Fuel prices fell by over K200 per litre after the Central Bank of Myanmar (CBM) declared to provide more than 200 million US dollars for the fuel oil sector, according to the market report. On 31 August, fuel prices stood at K2,605 per lire of Octane 92, K2,670 for Octane 95, K3,245 for diesel and K3,330 for premium diesel. On 1 September, the fuel prices slipped to K2,375 per litre of Octane 92, K2,440 for Octane 95, K3,140 for diesel and K3,225 for premium diesel. The figures showed a decrease of K230 per litre of Octane 92 and Octane 95 and K105 per litre of diesel and premium diesel respectively.
The CBM declared on 31 August that it will provide more than US$200 million through the foreign exchange market according to the decision made by Foreign Exchange Supervisory Committee in order to ease the commodity inflation triggered by fuel price hike. The fuel prices descend accordingly. After the exchange rate against the US dollar hit over K4,000, fuel prices skyrocketed in recent days. In early August, fuel prices stayed upward on the dollar price. As a result of this, some fuel stations in regions and states allegedly faced a shortage of supply. Nonetheless, some petrol stations were allegedly suspending fuel sales and setting limited sales on the possible shortage of fuel oil, sparking consumers’ concerns and raising fuel prices.

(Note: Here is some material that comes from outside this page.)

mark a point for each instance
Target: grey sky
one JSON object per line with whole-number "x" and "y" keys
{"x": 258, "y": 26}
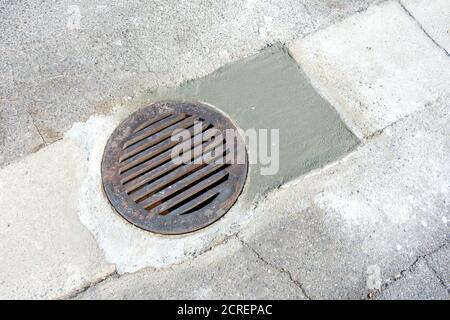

They seemed to take advantage of the consumers’ concerns for their benefits, according to the statement released by the Central Committee on Ensuring Smooth Flow of Trade and Goods on 16 August. The committee has assured adequate fuel supply until this month. It is also working together with Myanmar Petroleum Trade Association to ensure a steady fuel supply in order for the energy consumers to mitigate concerns, the statement mentioned. Therefore, the consumers can complain about the halt in fuel sales and limited sales through the contact numbers of the respective regions and states if they find those stations that violate the rules, the committee stated. The committee is governing the fuel oil storage and distribution sector effectively not to have a shortage of oil in the domestic market and ensuring price stability for energy consumers.
The Petroleum Products Inspection and Supervision Department, under the guidance of the committee, is issuing the daily reference rate for oil to offer a reasonable price to energy consumers. The reference rate in Yangon Region is set on the MOPS’ price assessment, shipping costs, premium insurances, taxes, other general costs and profit per cent of Singapore. The rates for regions and states other than Yangon are evaluated after adding the transport costs and retail reference rates daily cover on the state-run newspapers and are posted on the media and official website and Facebook page of the department on a daily basis starting from 4 May.
As per the statement, 90 per cent of fuel oil in Myanmar is imported, while the remaining 10 per cent is produced locally. The domestic fuel price is highly correlated with international prices. The State is steering the market to mitigate the loss between the importers, sellers and energy consumers. Consequently, the government is trying to distribute the oil at a reasonable price compared to those of regional countries. Some countries levied higher tax rates and hiked oil prices than Myanmar. However, Malaysia’s oil sector receives government subsidies and the prices are about 60 per cent cheaper than that of Myanmar. Every country lays down different patterns of policy to fix the oil prices. Myanmar also poses only a lower tax rate on fuel oil and strives for energy consumers to buy the oil at a cheaper rate.